Erdoğan’ın Ülker’in küçük bir bayiliğinden bu güne yükselmesine baktığımızda: Erbakan’ın partisinde hızla yükselmesi, İBB seçimlerinde güçlü muhalefet partilerinin hepsinin de güçlü isimler çıkarması ile denk düşen paradokstan aradan sıyrılması, ülkenin en büyük şehrinde beş yıl Belediye Başkanlığı ve ardından Uluslararası Politika Yapıcıları ile tanıştırılması, en nihayetinde de eski gömleği olan “Milli Görüş’ün” yerine, “Modern Müslümanlar” giysileri ile donatılması ve en nihayetinde de İç ve Dış Politika Yapıcılarının arzuladığı otoriter, Makyavelist ve açgözlü Tek Adam oluvermişti.

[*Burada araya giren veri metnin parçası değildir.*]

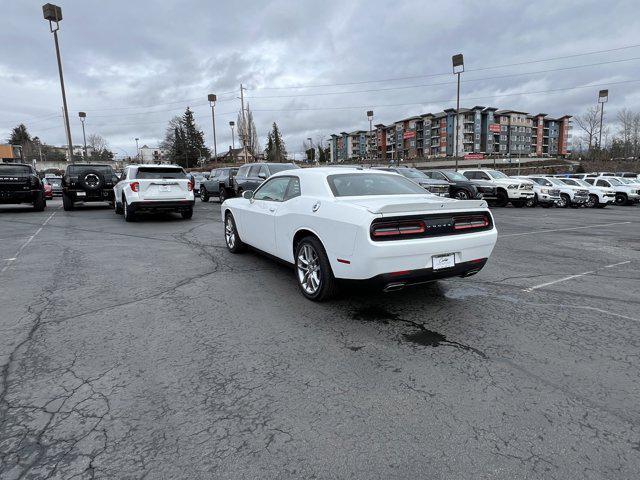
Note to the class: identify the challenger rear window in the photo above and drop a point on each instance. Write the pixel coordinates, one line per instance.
(6, 170)
(161, 173)
(357, 184)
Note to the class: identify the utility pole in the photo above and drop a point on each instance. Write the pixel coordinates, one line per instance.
(244, 124)
(53, 13)
(458, 68)
(212, 101)
(603, 97)
(82, 116)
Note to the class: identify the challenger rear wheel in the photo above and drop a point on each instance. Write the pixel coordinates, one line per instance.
(313, 270)
(231, 237)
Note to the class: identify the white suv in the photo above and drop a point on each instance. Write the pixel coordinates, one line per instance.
(625, 194)
(599, 197)
(570, 196)
(516, 191)
(145, 188)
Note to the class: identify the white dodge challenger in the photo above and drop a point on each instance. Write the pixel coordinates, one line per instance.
(346, 224)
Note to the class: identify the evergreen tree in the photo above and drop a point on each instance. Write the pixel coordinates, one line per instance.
(185, 140)
(275, 150)
(251, 142)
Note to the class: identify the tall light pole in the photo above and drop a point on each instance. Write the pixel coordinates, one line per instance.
(82, 116)
(212, 102)
(53, 14)
(370, 118)
(313, 153)
(458, 68)
(603, 97)
(233, 138)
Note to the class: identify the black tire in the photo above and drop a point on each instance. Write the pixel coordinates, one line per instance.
(231, 235)
(621, 199)
(502, 199)
(531, 202)
(129, 214)
(462, 194)
(39, 204)
(327, 285)
(565, 200)
(67, 203)
(91, 180)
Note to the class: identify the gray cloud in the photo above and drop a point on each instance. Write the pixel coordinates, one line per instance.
(134, 65)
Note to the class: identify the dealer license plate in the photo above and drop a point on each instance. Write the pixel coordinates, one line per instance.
(443, 261)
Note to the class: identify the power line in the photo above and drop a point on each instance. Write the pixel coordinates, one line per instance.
(413, 77)
(557, 90)
(405, 87)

Şimdi karşısına, onu yenecek bir başka figür hazırlanıyor: Ekrem İmamoğlu. O da belediye geçmişi ile İBB başkanı olmuş, o da İç ve Dış Politika Yapıcılarının desteğine mazhar olmuş, ülkenin bundan sonra yapılacak “Tek Adam” seçimlerinde ülkenin başına geçmesi kuvvetle muhtemel kişi olarak yaklaşık iki buçuk ay sonra yapılacak Yerel Seçimlerde İstanbul’u bir daha Erdoğan’a karşı almanın mücadelesini verecek.
Tarih tekrarlanıyor mu? Onu hep birlikte göreceğiz. Ama tarihten ders aldığını düşündüğümüz bir Tek Adam var karşımızda. Ve o da biliyor ki: eğer önü kesilmezse; ikinci bir Erdoğan olarak 2028 yılında yapılacak seçimlerde karşısına Ekrem İmamoğlu çıkacak. O kadarına ömrü yeter mi, yetmez mi diye düşünecek biri değil Erdoğan. Mart sonunda yapılacak Yerel Seçim’in de galibi olmak istiyorsa: İmamoğlu’nu bu seçime sokmamanın en garantili yol olduğunu biliyor. Yani “Kramer Kramer’e Karşı” durumu ile baş başayız.
Hamiş: “Yeni CHP ”, tam iyi gidiyor derken Hatay ve Bolu da kaza yaptı. Mutlaka seçimi kazanmalıyım mantığı, Erdoğanvari bir düşünce. Ama şimdiden görüyoruz ki: “Yeni CHP” de aynı yolun yolcusu durumuna düşüyor. Biz biliyoruz ki: Sosyal Demokrasi, 1 ileri, 2 geri gitmeyi çok sever. Yüzde 48 de, hiçbir zaman çantada keklik olarak görülmemeli. Sanırım en iyisi: Üçüncü Yol.